SACRAMENTO, CALIF. (Aug. 29, 2014) — As California suffers through the third year of a record-breaking drought, state lawmakers agreed today to require more sweeping oversight of the state’s groundwater resources.
California legislators approved Senate Bill 1168 and Assembly Bill 1739, which together call for stricter management of groundwater supplies by local agencies while giving the state the ability to step in when necessary. Up until now, California was the only state in the nation that did not comprehensively monitor or regulate groundwater.
Record dry conditions in California have forced farmers and others to rely more heavily on groundwater supplies. Excessive pumping of this dwindling resource has resulted in a host of problems including land subsidence, saltwater intrusion into coastal aquifers, harm to ecosystems, and increased conflicts among water users.
Last week, 48 top water experts wrote an open letter to California legislators and Gov. Jerry Brown asking them to help solve this critical problem by adopting a policy of sustainable groundwater management this year. The letter, organized by the Union of Concerned Scientists (UCS), said that California must require local agencies to collect basic groundwater data and to develop plans to manage groundwater using sustainable yield metrics by 2020.

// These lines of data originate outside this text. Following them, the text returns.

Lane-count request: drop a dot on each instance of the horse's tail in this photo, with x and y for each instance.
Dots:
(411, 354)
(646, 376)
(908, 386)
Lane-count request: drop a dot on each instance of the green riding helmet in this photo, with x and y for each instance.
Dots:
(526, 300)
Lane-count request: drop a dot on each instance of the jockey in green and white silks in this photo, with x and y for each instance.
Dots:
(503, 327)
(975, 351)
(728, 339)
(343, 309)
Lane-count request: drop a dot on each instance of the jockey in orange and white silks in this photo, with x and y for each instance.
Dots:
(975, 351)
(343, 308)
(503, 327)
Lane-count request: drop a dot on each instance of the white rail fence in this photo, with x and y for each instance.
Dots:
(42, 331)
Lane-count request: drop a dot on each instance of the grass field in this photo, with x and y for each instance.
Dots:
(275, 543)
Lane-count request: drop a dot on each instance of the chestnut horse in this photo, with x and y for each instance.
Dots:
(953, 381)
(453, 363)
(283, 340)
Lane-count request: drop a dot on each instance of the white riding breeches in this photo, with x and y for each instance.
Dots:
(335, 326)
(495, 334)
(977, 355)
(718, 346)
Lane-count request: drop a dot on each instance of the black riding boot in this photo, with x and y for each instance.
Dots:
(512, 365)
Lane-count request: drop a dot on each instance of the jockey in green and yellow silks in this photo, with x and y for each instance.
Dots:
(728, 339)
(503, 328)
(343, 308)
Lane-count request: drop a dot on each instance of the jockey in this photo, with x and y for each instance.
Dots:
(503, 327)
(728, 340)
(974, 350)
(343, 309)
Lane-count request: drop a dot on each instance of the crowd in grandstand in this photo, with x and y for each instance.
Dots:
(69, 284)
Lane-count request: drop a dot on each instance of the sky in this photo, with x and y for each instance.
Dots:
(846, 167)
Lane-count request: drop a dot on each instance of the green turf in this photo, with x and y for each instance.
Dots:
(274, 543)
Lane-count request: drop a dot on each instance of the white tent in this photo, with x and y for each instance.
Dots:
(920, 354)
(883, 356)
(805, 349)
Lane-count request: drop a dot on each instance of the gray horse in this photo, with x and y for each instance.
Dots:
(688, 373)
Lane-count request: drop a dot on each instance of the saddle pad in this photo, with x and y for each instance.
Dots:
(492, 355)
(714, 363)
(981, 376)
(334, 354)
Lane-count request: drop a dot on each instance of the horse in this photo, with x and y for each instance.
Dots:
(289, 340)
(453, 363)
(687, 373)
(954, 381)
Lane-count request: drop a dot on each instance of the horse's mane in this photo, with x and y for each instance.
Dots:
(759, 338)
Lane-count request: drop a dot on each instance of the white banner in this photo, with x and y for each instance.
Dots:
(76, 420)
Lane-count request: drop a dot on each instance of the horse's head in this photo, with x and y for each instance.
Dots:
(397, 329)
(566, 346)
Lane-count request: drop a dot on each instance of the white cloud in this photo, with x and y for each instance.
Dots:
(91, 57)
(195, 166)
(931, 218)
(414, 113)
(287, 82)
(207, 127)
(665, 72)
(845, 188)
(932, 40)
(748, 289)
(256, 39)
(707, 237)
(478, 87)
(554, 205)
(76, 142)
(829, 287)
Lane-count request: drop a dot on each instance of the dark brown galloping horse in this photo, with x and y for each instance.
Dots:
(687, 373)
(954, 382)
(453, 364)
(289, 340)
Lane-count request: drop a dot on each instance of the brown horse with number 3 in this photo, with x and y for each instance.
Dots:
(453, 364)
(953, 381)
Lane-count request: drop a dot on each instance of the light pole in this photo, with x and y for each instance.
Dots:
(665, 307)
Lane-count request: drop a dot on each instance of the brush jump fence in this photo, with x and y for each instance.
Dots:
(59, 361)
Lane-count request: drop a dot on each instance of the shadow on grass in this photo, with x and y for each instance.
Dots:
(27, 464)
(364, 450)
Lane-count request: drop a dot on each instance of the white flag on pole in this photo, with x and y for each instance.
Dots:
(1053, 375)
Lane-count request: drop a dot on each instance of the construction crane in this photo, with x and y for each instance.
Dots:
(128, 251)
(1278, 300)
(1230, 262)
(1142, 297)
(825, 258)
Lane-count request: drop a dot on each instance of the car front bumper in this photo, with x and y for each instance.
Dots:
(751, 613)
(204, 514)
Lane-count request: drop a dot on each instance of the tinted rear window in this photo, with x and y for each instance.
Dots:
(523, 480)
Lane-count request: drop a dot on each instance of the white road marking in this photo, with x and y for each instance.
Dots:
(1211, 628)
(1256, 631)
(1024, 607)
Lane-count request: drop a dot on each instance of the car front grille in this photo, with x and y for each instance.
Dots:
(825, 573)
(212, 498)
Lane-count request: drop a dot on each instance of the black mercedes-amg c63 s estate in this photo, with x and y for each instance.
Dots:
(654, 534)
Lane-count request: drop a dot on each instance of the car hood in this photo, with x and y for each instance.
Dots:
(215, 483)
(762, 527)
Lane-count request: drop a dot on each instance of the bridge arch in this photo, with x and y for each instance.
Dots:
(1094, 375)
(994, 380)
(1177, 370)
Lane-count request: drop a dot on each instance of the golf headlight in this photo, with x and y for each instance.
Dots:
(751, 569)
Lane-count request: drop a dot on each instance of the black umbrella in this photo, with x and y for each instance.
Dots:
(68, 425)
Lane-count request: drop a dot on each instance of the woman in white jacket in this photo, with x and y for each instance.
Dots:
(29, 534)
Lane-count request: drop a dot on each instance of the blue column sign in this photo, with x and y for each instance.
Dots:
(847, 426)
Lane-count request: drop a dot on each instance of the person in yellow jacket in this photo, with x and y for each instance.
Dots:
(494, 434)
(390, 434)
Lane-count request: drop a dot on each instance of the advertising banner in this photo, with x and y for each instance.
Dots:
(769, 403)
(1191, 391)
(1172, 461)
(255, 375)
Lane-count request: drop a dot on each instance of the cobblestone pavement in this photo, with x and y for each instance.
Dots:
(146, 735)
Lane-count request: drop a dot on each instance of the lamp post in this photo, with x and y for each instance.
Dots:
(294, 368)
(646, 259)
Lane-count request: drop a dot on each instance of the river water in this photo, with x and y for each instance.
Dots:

Below is a press statement by Juliet Christian-Smith, UCS climate scientist who specializes in Western water issues:
“This timely action by California lawmakers to better protect our vital groundwater supplies will help the state prepare for future water challenges. Sustainable groundwater management is critical as global warming makes longer and more severe droughts more likely in the coming decades.
“Improved groundwater management will help to ensure that California has reliable water resources in dry years and is able to adapt to a changing climate. But since we can’t manage what we don’t measure, the success of California’s groundwater policy will depend on accurate measurement and monitoring of groundwater usage across the state.
“Make no mistake, there is still much more work to be done to ensure that local groundwater sustainability plans are science-based and involve a range of stakeholders. The Union of Concerned Scientists looks forward to working with local groundwater managers to protect groundwater for current and future Californians.”